In DC, the government shutdown was averted with Congress voting to extend funding for two weeks until 22 December. The Senate also named eight members to the Conference committee tasked with the process of reconciling the two versions of the Bill.
The S&P 500 closed the week at a record high. The 2s10s Treasury yield curve neared 50bps - the lowest in more than a decade.
228k jobs were added in November, exceeding the 200k estimate, most likely on the back of hurricane activity. The non-manufacturing ISM declined from a 12-year high and was a touch lower than expectations. The US economy continues to grow at a decent clip, even as wage growth disappoints, suggesting to us (and the market where it is fully priced in) that the Fed will most likely raise rates at the next meeting.

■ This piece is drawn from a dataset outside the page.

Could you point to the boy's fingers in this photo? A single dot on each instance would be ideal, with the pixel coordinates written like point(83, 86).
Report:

Muni funds have held up surprisingly well with the most recent rise in yields. For instance, 10-year yields have risen 0.3% from September at the same time as Muni funds are flat to slightly up in net price terms.
In the chart below, we show the gross NAV trend together with the 10-year Treasury yield. The chart is fairly clear that NAVs take a hit whenever yields rise which makes sense given most Munis are fixed-rate bonds. However, what we have seen most recently is that as the 10-year yield has crept up to the one-year high, Muni NAVs have rallied.

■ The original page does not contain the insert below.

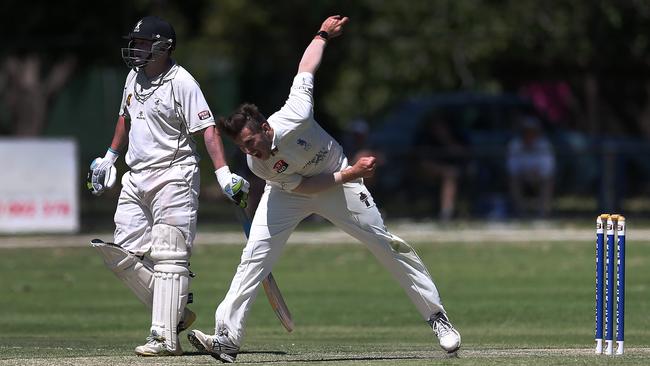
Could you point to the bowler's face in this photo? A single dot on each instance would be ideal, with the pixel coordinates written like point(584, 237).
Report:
point(257, 144)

Our measure of Alpha is Gross NAV Return adjusted by fund leverage and volatility. We prefer the 3-5 year measure as that gives a fund sufficient period to show that it's not a flash in the pan. We should keep in mind that this measure of Alpha tells us nothing about such important metrics as distribution sustainability and discounts both of which can make a fund vulnerable to a large sell-off.
For instance, the top-rated fund by Alpha in our table below, BBK, has distribution coverage of 60% whereas the third-rated fund MFM has coverage over 100%, so details such as these do matter. In the long term, however, it is all about gross returns so Alpha is important.